Mientras tomaba en la abigarrada barra del Nou Manolín el riojita con que brindo al llegar a Alicante por Alicante, su gente y su luz, y mientras esperaba a hacerme un hueco para tomarlo, comprobé -encuesta a pe de calle, digamos- que la mitad de las mujeres se tiñen el pelo, y mucho, porque se nota, y que la mitad de los hombres usan gomina en abundancia, tal vez herencia una cosa y otra de las remotas raíces fenicias de la ciudad y su comarca. 

 
Dos notas más: las que se tiñen y los que abusan del fijador no se relacionan entre si. Una chocante conclusión. Pero todos devoran las delicias de la barra del Manolín. En dos gigantescos cuencos de cerámica de Talavera, entre sonoros cubos de hielos, montañas de carabineros y cigalas. Separados los unos de las otras. El color de los crustáceos es inimitable. He visto que un goloso, después de pelar y descabezar un carabinero, regaba con el jugo de la cola y la cabeza el resto de la carne blanca. La cigala es más seca. Y creo que más elegante. Esas pinzas, esas pinzas...
 
Lo que distingue al Panteón de Quijano,el jardín memorial junto a la plaza de toros, son las buganvillas, armadas y domadas como arcos triunfales. Otro color. La gama del carabinero, no de la cigala.
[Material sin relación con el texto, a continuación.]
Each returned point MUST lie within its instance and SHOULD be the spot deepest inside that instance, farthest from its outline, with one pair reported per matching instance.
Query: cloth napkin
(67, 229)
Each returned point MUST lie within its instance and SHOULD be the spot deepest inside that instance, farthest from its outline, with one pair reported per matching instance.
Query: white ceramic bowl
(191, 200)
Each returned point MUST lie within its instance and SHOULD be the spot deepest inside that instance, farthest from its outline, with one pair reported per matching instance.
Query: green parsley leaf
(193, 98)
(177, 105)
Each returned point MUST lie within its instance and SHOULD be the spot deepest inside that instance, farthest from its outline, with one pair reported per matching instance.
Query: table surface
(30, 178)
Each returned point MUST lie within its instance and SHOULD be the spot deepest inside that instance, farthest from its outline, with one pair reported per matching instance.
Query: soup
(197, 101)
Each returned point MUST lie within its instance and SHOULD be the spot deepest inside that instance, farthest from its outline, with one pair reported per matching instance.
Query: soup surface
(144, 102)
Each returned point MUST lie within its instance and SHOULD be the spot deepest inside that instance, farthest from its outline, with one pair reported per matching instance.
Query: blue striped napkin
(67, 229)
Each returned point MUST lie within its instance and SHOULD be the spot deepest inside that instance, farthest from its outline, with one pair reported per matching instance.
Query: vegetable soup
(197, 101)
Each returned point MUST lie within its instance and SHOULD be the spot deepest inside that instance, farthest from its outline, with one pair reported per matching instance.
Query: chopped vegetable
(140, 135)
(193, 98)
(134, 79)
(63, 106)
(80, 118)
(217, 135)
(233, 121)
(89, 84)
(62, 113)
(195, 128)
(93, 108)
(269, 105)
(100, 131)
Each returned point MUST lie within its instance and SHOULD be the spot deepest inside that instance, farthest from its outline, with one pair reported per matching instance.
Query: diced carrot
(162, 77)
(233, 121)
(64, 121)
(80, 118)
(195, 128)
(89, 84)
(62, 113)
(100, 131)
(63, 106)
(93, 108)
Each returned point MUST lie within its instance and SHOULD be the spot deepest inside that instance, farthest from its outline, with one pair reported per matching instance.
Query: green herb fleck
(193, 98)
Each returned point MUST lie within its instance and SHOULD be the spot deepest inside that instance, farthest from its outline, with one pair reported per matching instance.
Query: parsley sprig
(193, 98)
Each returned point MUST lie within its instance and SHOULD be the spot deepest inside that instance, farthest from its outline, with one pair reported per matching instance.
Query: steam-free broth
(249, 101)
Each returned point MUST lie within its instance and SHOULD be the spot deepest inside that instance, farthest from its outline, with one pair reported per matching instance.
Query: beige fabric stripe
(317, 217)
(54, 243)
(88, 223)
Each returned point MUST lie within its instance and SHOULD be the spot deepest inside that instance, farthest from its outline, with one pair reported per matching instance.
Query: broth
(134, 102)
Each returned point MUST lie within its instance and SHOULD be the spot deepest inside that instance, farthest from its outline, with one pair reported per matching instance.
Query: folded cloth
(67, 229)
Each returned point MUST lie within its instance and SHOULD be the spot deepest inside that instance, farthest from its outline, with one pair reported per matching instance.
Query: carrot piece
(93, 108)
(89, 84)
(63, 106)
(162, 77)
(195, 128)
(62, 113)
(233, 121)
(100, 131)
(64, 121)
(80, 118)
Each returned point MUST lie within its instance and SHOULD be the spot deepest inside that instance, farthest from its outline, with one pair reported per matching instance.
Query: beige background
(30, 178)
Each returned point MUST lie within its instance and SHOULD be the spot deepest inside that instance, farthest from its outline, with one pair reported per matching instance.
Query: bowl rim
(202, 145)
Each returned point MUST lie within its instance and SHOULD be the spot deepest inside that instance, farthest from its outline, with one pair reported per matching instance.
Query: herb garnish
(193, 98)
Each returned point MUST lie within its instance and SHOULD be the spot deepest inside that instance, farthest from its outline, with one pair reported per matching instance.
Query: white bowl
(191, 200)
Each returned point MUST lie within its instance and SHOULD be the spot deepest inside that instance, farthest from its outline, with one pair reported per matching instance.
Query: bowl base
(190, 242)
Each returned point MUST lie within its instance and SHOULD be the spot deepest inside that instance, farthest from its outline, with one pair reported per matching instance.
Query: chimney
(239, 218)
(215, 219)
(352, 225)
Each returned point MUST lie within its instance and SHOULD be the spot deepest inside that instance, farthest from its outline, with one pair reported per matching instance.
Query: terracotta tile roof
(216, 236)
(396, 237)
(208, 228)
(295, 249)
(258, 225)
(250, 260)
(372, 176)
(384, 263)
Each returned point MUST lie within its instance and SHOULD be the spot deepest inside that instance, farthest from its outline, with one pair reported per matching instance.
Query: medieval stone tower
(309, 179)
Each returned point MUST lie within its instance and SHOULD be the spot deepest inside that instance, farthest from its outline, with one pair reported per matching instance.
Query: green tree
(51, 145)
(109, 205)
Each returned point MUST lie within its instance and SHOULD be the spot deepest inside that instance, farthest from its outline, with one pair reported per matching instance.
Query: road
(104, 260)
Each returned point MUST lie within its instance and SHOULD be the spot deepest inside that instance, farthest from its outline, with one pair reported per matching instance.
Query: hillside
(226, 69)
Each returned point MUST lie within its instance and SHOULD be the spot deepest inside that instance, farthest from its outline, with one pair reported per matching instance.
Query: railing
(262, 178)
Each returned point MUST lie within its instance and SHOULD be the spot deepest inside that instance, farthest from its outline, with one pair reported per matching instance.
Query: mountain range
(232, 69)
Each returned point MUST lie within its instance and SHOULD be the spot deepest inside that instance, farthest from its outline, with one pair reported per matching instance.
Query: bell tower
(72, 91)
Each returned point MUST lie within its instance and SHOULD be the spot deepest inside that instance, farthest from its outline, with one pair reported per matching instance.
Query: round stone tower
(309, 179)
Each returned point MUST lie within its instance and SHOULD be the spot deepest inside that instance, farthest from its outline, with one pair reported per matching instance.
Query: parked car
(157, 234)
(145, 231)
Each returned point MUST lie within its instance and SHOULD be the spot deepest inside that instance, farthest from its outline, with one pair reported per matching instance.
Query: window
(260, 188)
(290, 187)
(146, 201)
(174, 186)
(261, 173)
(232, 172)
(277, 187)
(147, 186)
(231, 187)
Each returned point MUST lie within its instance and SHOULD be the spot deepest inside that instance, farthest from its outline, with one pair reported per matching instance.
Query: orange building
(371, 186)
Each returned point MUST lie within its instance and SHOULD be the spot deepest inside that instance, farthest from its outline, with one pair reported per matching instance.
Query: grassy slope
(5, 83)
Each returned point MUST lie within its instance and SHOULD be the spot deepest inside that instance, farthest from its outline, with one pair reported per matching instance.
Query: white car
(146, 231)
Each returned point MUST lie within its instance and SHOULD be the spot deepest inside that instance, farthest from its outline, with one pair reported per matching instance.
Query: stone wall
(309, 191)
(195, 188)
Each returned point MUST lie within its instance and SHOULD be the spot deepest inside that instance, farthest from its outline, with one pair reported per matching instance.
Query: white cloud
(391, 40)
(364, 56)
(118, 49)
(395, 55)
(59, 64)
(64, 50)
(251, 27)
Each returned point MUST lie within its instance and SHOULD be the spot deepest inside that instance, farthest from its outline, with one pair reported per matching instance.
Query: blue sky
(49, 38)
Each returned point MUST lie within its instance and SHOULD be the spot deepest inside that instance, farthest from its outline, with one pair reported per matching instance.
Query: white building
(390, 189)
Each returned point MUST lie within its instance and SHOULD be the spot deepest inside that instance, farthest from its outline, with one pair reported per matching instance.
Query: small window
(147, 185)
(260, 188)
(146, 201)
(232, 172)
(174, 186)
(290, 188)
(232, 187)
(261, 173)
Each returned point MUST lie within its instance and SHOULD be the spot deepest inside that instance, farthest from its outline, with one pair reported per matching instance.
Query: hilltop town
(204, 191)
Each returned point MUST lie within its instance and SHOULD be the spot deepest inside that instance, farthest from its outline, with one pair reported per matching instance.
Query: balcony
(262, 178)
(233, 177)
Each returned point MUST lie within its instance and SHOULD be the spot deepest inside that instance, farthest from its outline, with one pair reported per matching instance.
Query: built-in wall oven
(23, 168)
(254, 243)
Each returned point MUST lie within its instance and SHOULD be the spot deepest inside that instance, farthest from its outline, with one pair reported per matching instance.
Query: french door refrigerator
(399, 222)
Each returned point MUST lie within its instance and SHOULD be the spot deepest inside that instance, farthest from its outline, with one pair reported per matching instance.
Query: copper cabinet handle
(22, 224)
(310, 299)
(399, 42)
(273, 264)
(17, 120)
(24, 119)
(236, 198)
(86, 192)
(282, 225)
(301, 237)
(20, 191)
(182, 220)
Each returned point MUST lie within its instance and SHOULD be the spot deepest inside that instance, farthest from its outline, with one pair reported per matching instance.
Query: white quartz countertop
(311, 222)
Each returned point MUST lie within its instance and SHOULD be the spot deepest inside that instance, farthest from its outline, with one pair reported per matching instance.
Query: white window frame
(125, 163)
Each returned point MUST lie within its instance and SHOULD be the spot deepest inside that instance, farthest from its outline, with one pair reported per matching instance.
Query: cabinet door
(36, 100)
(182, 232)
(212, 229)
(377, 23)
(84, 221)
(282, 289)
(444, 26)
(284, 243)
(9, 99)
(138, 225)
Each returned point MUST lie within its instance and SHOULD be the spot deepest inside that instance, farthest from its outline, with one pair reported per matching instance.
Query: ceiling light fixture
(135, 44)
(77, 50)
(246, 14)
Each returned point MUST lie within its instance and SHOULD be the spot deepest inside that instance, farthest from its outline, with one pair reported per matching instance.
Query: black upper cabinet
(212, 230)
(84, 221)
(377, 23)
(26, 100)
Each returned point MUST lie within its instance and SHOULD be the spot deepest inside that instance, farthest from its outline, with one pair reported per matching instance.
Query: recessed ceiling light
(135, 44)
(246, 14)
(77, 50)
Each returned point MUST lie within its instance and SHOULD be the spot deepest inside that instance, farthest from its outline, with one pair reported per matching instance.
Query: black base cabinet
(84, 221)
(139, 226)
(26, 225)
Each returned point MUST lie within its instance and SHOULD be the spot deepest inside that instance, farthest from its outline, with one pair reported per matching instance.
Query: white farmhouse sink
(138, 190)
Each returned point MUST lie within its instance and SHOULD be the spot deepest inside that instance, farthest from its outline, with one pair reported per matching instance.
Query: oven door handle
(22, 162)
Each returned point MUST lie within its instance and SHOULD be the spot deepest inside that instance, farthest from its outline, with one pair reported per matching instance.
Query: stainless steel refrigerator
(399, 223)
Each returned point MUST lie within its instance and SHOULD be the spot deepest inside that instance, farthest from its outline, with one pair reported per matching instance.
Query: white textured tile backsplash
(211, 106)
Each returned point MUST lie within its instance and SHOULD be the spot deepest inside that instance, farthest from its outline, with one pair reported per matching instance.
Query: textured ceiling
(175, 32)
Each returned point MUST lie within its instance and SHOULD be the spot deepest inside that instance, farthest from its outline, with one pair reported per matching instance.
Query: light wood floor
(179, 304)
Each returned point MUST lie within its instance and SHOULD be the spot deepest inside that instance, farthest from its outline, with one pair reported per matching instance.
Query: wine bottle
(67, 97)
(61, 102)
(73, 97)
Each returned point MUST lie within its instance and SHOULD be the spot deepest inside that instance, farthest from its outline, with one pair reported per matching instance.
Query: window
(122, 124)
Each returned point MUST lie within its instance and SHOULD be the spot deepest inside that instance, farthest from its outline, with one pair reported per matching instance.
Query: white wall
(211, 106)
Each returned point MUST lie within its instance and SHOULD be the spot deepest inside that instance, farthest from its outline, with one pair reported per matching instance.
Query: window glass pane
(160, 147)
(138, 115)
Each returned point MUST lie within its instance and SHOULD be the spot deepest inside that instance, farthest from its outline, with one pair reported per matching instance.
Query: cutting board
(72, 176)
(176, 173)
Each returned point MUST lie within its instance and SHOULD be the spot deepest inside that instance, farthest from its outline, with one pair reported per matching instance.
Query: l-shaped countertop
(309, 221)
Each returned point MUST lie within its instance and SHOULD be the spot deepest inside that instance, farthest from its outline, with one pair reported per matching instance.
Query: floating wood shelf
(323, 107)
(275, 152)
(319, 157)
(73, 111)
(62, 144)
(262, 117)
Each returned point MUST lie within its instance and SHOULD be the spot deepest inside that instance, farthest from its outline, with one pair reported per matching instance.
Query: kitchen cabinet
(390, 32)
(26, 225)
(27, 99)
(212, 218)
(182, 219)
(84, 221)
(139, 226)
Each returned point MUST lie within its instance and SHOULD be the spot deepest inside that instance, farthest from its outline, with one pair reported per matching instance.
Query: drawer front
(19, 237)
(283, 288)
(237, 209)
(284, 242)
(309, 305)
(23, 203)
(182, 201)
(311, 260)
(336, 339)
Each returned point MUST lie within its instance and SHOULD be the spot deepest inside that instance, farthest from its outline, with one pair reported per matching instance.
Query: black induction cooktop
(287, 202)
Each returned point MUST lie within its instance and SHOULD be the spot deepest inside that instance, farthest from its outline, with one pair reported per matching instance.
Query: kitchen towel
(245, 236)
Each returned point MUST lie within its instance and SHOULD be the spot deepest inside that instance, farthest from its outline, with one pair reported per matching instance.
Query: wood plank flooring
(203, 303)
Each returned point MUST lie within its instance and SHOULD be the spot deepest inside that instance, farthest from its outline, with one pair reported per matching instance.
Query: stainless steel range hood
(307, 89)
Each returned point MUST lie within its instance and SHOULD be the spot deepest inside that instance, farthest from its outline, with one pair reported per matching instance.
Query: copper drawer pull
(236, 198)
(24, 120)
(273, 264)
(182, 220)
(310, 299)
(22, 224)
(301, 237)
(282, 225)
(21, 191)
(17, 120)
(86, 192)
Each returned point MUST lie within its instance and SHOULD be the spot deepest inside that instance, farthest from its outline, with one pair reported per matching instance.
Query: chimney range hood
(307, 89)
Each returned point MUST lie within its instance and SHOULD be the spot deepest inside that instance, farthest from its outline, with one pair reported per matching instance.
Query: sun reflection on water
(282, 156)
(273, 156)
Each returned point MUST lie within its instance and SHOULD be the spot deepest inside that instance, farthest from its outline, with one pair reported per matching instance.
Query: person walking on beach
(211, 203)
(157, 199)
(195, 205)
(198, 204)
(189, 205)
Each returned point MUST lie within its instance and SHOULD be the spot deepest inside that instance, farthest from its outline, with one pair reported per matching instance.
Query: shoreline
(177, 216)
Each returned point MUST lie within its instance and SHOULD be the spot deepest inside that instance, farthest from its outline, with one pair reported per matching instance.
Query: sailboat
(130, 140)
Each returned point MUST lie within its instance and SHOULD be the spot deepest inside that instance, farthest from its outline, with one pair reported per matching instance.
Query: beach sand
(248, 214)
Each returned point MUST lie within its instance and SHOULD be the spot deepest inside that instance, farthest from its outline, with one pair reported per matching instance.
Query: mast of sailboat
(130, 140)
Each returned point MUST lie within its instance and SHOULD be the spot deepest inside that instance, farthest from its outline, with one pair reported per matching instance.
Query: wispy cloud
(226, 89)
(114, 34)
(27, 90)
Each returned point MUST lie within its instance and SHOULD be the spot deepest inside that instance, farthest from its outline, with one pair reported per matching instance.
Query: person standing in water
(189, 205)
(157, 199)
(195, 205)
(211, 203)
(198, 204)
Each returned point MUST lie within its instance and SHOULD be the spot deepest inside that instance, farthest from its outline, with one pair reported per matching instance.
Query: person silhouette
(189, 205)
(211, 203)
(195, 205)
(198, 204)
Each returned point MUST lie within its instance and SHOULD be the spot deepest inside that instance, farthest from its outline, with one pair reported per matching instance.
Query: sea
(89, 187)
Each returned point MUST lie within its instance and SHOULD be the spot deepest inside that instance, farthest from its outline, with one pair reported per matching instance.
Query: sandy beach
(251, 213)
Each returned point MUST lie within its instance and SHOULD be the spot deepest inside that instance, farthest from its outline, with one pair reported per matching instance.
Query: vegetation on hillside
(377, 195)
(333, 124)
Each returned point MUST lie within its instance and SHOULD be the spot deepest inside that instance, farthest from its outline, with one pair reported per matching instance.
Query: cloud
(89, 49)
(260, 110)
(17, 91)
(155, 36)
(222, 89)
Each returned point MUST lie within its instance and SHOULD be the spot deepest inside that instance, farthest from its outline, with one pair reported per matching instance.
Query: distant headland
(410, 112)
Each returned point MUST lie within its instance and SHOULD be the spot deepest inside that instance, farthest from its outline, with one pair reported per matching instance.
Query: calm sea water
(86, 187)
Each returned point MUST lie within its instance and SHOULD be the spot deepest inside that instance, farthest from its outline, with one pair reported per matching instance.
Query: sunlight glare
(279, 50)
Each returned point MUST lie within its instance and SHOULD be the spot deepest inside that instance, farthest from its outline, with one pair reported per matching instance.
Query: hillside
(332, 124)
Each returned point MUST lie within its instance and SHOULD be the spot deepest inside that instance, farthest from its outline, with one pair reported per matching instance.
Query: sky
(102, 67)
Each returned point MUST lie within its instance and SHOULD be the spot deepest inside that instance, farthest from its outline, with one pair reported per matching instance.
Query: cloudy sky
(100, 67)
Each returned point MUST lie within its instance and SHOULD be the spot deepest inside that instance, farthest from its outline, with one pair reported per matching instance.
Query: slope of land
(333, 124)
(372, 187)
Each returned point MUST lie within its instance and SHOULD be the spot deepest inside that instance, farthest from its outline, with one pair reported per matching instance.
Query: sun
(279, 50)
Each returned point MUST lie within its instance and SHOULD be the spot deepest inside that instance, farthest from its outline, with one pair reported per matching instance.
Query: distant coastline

En el Azul, camino de la plaza para acreditarme, una horchata memorable. A mediodía. Antes de llegar al Azul, calle de Calderón, que sube desde el mercado hasta la Plaza de España -donde la de toros-, observé que una peluquería de señoras estaba abierta de par en par. Dos parroquianas había salido a fumar con toallas en los hombros y el pelo pegado a la cabeza. Se lo estaban tiñendo.